Los cincuenta despedidos –y sus familias– de la histórica fábrica de calzado Gaelle de Avellaneda mantienen por estos momentos una permanencia pacífica en la planta de Mario Bravo 1965, ante lo que consideran podría ser un eventual desalojo. “Todxs con Gaelle” es la consigna que ya recibió decenas de adhesiones y acompañamientos.

“Lxs trabajadores de Gaelle llevamos noventa días de lucha a causa del despido injustificado de cincuenta compañerxs”, explicaron en un comunicado.

“Intercambiamos correspondencia, actuó la Justicia penal y el Ministerio de Trabajo.
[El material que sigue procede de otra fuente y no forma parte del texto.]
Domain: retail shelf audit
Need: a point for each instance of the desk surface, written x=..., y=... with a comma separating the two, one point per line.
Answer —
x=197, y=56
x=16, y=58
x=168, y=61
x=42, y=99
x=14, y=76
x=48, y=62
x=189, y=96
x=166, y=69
Los directivos de Gaelle respondieron con inasistencia e incumplimiento ante las distintas instancias y reclamos”, detallaron. “El abuso ejercido y el tiempo transcurrido ya no es algo que se pueda tolerar.”

“Decidimos en asamblea permanecer pacíficamente en las instalaciones de la empresa junto con nuestras familias hasta tanto se hagan presentes las autoridades ministeriales a fin de dar solución al presente conflicto garantizando su resolución y cumplimiento, que se ha dilatado durante meses con promesas incumplidas por parte de la patronal”, advirtieron.

“Somos cuatro adentro con nuestras familias y todos afuera que nos están haciendo el aguante”, explicó a Contexto Jorge, uno de los referentes de esta acción a la que consideran “drástica pero necesaria”. Los empleados dicen que “les han venido mintiendo”.

“Nos prometieron cosas hasta que no dimos más abasto”, agregó. La empresa se redujo de 350 operarios desde 2015 a menos de diez. El objetivo de la propietaria familia López es dedicarse a importar y no producir por la suba de los insumos y los tarifazos.

El problema es que estos cesanteados no cobraron indemnización. “Fueron ellos los que cortaron el diálogo y amenazan con no pagarnos nada”, completó el delegado. “Queremos que venga alguien de Nación o el ministro de Trabajo (Marcelo) Villegas para que interceda y los ubique”, reclamó.

“De regreso a Gaelle para seguir acompañando a lxs trabajadorxs ante la presencia de funcionarios judiciales y la amenaza de un desalojo. Conciencia de clase, unidad de lxs trabajadorxs!”, posteó el diputado provincial Miguel Funes, de FpV-PJ. El temor a un ingreso de las fuerzas de seguridad para desocupar el inmueble aumentó la tensión.